To educate Chinese-speakers about gaining insurance through the Affordable Care Act, volunteers host seminars, attend health fairs and write articles in Chinese about health insurance updates.
Many of the Chinese-language resources Pan Asian Volunteer Health Clinic utilizes were composed by members of the Asian American Health Initiative, Lu said.
Perry Chan, the program manager with the Asian American Health Initiative, said his organization created fliers in seven different Asian languages to teach consumers in Montgomery and Prince George’s counties about the Affordable Care Act.

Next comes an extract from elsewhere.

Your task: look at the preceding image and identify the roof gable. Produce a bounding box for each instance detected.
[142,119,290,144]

“Based on our outreach experience we found that we needed some materials in very simple, straightforward, clean language to educate our community and increase their awareness,” Chan said.
Similar to CASA de Maryland, Asian American Health Initiative also has a team of outreach volunteers called health promoters who work in Asian-American communities to educate consumers about enrollment.
“Health promoters are the ones the community trusts. They know the culture because they have come up from the community and speak the language,” Chan said.
Chan said Affordable Care Act enrollment and outreach efforts have given the Asian American Health Initiative the opportunity to collaborate with other community organizations and inform their community in a “culturally and linguistically competent way.”
“We just want to talk to every single person to ensure they have at least heard briefly about the Affordable Care Act and where to sign up,” Chan said.
Ultimately, Gutierrez said, the Maryland Health Benefit Exchange needs to provide English and non-English speaking residents “access to information and services that allow them to sign up in an informed way.”
“It’s not just filling out an application and signing it. There are decisions to be made. Those are complicated in any language,” she said.